UA seniors 'Dream in Widescreen'
The University of Arizona Film and Televison program hosts an annual film presentation and competition as a final project for their graduating students. It is the first opportunity to see the original films from the student filmmakers before they take their work to major film festivals all over the world.
The project includes 12 short films that compete for over $6000 in awards including cash prizes, gift certificates, software and studio credit that students can use to further their creative work.
The films have taken nine months to create, and we filmakers are preparing for its premiere at ‘I Dream in Widescreen’ this Saturday, April 28.
For the 14 Film & Television students pursuing bachelor of fine arts degrees, the process began back before the fall 2018 semester when the first script drafts were due on August 1. This kicked off pre-production, which consisted of script rewrites, extensive production planning, casting calls and assembling crew.
For some it took five or six drafts, for others more than fifteen, but somehow we finalized our scripts while planning for production and began shooting in October.
It’s a surreal feeling when camera and sound are rolling and you’re given the go-ahead from your assistant director to call action for the first time.
Watching the scene and characters that had been living in your head for so long come to life in front of your eyes, and knowing that so many dedicated friends and peers contributed to this moment is unforgettable.
Carolyn McKee, a senior studying Film & Television and philosophy, is one of the student filmmakers who will be showcasing her capstone this Saturday. McKee said the day before she began principle photography on her capstone film she was anxious, staying up all night to finish some production design and stressing out over the weekend ahead.
“The night before I direct I’m always a mess,” McKee said. “I’m like, ‘oh my god, nothing’s going to work at all and why do I even make movies…’ and then once you actually get on set and start directing you get your groove back.”

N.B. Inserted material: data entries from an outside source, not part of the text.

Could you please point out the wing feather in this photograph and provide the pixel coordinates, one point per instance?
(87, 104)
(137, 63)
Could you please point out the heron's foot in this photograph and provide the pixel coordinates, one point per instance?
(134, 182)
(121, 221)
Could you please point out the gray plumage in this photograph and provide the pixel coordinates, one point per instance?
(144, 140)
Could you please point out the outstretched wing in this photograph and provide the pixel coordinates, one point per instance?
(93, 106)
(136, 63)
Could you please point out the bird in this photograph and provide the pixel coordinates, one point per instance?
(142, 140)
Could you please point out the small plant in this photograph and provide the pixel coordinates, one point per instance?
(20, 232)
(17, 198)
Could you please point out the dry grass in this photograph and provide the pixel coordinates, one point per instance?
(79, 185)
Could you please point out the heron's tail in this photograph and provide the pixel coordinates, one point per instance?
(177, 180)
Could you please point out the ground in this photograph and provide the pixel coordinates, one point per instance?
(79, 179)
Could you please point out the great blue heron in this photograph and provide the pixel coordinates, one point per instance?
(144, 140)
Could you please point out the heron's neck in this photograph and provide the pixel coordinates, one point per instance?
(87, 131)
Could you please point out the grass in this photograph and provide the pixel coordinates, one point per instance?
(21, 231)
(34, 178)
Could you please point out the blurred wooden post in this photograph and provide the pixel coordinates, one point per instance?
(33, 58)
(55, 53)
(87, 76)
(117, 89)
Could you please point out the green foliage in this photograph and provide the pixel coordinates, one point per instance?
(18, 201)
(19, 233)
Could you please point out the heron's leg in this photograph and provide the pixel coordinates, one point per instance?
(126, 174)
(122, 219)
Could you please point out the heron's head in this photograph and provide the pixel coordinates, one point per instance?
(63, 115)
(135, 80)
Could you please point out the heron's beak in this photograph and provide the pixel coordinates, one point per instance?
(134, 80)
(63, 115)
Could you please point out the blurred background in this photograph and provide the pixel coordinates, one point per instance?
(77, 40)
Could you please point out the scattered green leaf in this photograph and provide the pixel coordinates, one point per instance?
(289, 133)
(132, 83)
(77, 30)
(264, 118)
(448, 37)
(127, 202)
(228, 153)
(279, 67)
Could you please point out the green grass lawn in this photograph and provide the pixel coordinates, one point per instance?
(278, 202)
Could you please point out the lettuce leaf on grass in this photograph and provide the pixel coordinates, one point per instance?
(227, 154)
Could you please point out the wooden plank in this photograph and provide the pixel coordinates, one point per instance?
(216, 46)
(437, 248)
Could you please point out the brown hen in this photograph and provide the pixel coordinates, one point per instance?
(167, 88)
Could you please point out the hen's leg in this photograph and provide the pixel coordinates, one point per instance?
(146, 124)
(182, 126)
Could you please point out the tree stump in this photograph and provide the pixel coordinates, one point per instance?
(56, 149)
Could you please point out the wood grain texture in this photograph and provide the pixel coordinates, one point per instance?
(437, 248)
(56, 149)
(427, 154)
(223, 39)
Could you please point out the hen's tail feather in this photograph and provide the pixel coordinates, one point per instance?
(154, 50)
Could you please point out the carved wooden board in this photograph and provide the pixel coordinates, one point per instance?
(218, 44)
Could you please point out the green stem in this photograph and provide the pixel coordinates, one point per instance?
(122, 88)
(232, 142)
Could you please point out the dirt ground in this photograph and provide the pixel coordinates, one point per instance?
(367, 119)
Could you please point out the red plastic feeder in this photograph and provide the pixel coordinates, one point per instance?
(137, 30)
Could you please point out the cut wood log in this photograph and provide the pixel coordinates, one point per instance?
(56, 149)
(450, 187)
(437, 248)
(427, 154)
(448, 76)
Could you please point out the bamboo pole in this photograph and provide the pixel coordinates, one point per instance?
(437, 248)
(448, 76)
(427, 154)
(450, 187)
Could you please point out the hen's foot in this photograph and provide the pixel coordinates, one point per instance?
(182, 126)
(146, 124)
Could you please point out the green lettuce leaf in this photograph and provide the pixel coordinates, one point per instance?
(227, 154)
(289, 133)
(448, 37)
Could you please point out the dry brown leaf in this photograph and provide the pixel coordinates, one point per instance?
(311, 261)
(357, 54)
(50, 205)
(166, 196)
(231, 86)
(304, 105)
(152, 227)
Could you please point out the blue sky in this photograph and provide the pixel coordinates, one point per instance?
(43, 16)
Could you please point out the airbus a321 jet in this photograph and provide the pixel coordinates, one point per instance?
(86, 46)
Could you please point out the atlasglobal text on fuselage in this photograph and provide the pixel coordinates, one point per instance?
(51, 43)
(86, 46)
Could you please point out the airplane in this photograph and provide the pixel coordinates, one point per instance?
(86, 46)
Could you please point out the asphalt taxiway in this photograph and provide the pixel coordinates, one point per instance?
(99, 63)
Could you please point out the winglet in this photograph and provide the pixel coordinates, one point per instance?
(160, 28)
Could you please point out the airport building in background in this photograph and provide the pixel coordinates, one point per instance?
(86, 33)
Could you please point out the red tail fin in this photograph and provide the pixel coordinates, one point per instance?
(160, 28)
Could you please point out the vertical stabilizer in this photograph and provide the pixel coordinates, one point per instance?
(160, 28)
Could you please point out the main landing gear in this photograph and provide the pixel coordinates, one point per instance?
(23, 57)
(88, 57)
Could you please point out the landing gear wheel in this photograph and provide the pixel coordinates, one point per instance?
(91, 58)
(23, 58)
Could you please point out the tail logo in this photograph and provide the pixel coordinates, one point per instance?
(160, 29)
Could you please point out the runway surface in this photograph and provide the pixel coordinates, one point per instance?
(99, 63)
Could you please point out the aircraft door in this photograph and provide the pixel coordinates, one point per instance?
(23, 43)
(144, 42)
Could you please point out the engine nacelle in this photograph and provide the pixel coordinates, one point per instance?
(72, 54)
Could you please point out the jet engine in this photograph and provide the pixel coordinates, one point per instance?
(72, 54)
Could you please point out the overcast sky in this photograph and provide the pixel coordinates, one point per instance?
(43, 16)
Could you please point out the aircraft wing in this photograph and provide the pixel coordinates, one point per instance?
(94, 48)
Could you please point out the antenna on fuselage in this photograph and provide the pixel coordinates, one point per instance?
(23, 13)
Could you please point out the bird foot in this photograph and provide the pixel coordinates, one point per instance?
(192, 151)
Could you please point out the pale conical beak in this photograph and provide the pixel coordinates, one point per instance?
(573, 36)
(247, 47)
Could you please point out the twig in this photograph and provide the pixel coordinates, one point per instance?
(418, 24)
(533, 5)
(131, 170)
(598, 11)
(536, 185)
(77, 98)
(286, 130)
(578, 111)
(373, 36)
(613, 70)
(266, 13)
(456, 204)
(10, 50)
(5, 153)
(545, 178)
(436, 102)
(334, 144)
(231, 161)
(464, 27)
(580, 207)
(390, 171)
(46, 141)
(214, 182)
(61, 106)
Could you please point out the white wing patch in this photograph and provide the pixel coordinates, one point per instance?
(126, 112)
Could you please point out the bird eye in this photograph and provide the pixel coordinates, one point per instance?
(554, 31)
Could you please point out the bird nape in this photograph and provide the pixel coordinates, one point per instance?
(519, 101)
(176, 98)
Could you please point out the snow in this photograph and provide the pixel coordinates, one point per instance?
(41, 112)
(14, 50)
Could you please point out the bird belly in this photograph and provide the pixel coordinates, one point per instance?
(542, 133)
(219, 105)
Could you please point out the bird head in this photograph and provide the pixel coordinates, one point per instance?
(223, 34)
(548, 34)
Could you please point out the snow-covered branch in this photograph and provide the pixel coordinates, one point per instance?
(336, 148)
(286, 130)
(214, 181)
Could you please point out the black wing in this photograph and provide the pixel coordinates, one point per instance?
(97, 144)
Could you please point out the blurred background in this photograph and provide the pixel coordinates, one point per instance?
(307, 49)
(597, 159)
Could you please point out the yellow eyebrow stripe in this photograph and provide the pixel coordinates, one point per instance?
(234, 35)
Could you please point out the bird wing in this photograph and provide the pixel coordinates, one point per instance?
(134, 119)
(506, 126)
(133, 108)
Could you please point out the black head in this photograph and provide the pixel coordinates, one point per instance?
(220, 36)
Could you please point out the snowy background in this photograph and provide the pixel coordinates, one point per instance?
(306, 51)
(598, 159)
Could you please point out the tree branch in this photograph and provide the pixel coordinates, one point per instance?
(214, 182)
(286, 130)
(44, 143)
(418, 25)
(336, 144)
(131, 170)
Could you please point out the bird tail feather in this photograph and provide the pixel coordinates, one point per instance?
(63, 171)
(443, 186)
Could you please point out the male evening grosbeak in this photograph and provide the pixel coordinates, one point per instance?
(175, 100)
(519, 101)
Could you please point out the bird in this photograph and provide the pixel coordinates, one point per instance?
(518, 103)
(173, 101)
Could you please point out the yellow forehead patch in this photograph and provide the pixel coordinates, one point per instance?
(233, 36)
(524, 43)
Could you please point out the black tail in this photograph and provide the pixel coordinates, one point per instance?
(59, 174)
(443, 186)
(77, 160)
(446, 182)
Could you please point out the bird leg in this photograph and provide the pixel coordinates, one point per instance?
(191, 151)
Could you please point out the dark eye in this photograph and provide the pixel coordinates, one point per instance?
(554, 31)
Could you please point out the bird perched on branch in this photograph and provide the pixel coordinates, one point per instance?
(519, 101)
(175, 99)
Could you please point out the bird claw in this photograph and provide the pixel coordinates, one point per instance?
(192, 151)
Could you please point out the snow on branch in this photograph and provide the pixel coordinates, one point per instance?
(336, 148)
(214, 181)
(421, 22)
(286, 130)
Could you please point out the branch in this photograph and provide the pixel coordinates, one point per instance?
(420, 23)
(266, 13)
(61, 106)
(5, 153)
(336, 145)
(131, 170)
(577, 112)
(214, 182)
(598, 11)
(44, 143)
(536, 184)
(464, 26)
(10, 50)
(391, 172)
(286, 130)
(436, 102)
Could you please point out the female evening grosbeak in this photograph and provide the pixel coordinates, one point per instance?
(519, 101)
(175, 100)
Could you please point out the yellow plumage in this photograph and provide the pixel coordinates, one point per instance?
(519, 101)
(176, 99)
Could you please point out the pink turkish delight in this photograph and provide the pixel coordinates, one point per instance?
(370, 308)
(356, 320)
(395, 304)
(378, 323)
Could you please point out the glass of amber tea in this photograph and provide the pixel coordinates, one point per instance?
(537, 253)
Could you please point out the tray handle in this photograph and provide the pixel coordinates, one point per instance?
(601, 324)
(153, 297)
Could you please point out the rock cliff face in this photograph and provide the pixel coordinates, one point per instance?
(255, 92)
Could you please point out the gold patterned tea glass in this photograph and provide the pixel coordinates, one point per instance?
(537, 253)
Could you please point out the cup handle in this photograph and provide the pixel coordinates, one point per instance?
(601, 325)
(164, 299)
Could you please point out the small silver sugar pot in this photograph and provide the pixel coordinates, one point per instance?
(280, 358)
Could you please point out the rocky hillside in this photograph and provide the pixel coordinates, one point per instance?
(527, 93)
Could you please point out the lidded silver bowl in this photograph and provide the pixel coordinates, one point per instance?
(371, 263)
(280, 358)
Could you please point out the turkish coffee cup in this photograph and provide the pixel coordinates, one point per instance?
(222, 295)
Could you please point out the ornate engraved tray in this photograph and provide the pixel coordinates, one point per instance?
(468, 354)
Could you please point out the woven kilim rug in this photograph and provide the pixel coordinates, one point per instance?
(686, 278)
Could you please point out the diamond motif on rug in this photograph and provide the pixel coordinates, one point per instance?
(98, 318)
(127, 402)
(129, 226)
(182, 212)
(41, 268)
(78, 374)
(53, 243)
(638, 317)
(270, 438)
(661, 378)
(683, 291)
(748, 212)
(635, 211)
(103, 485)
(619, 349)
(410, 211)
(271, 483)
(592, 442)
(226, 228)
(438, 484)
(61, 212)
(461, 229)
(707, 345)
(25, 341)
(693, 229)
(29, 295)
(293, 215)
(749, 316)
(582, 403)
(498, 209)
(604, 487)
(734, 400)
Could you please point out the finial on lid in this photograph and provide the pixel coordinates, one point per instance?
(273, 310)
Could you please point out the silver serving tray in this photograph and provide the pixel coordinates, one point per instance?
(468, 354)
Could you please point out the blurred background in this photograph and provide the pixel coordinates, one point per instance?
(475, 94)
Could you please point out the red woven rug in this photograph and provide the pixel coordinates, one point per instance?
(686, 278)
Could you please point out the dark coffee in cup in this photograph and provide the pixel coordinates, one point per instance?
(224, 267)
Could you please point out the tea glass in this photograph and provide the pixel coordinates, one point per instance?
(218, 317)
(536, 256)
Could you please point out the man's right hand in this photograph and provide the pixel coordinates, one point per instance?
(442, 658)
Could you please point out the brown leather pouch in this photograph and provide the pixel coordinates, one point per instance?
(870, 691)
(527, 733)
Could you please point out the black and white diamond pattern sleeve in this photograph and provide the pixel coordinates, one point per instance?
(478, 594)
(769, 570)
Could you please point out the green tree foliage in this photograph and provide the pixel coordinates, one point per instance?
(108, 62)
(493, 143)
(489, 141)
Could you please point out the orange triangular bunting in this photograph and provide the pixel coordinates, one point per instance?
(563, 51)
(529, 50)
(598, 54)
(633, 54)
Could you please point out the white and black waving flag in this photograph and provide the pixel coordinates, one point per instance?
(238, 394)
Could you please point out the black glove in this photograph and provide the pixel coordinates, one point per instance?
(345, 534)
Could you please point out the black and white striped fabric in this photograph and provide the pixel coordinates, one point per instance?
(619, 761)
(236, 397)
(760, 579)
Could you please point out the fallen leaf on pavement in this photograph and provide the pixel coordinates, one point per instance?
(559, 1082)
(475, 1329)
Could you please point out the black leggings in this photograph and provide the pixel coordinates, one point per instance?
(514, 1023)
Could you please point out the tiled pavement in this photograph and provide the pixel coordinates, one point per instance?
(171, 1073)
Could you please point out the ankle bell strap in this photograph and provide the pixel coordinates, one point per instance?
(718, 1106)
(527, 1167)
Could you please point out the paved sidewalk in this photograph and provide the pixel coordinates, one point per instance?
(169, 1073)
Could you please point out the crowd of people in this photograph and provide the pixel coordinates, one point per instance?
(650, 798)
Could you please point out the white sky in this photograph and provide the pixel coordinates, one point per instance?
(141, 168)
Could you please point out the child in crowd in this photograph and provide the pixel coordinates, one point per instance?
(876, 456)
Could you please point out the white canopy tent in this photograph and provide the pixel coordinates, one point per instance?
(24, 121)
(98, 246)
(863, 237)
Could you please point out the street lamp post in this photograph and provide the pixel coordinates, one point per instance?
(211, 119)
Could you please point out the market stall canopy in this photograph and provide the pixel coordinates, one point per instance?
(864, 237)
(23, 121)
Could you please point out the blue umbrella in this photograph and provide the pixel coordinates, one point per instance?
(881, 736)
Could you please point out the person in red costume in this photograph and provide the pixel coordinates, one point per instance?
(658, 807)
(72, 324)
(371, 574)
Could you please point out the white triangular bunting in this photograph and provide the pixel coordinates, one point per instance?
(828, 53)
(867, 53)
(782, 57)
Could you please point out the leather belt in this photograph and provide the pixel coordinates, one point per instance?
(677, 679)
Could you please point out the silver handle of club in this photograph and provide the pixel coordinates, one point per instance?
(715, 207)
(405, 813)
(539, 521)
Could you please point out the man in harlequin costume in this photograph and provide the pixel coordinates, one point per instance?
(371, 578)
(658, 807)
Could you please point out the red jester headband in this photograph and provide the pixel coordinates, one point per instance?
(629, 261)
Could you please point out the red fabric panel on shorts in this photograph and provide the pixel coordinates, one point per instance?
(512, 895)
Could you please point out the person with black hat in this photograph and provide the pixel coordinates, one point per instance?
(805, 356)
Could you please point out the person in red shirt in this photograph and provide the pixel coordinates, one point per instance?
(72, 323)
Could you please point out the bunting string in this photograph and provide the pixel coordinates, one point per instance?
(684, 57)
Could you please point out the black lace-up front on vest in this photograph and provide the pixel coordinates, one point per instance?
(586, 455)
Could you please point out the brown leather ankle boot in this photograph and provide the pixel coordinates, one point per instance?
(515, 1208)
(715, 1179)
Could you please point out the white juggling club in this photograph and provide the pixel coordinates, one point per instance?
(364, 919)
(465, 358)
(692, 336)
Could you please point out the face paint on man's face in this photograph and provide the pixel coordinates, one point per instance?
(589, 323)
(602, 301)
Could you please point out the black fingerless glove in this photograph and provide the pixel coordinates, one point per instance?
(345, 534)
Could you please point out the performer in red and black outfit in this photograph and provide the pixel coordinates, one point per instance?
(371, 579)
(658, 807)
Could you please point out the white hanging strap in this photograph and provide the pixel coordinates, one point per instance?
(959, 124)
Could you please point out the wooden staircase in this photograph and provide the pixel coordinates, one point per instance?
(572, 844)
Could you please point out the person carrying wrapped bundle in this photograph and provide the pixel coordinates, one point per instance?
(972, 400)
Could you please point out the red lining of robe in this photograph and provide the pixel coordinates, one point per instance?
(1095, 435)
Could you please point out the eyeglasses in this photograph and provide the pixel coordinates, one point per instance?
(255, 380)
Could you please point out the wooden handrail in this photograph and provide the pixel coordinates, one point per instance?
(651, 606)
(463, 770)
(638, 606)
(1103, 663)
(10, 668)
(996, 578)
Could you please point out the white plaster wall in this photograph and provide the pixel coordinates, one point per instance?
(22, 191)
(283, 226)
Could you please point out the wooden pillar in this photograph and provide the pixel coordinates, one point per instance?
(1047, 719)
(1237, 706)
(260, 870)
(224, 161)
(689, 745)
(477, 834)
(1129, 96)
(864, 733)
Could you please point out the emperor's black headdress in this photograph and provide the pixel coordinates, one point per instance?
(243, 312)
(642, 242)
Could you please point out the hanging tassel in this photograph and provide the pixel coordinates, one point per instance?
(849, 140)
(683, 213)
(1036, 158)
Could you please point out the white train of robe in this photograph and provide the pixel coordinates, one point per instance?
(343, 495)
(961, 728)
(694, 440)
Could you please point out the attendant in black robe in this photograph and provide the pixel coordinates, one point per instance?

McKee’s film, “Snooze,” is about a teenager trying to navigate school, a father-son relationship and undiagnosed narcolepsy, and features several dream sequences with complex practical effects created by McKee and her production design team.
Sara Luu, a film and television senior also working on her capstone project for the BFA, was the production designer for “Snooze” as well as five other capstone films in order to fulfill her alternative thesis project with an emphasis in production design. Instead of creating her own film, Luu created sets to bring her classmates’ stories to life.
Other films in the program include “Runaways”, written and directed by Destiny Moreno, a film about a bride and her maid of honor escaping the bachelorette party to cruise the town, not knowing that the other is hodling a deep secret that could change their lives.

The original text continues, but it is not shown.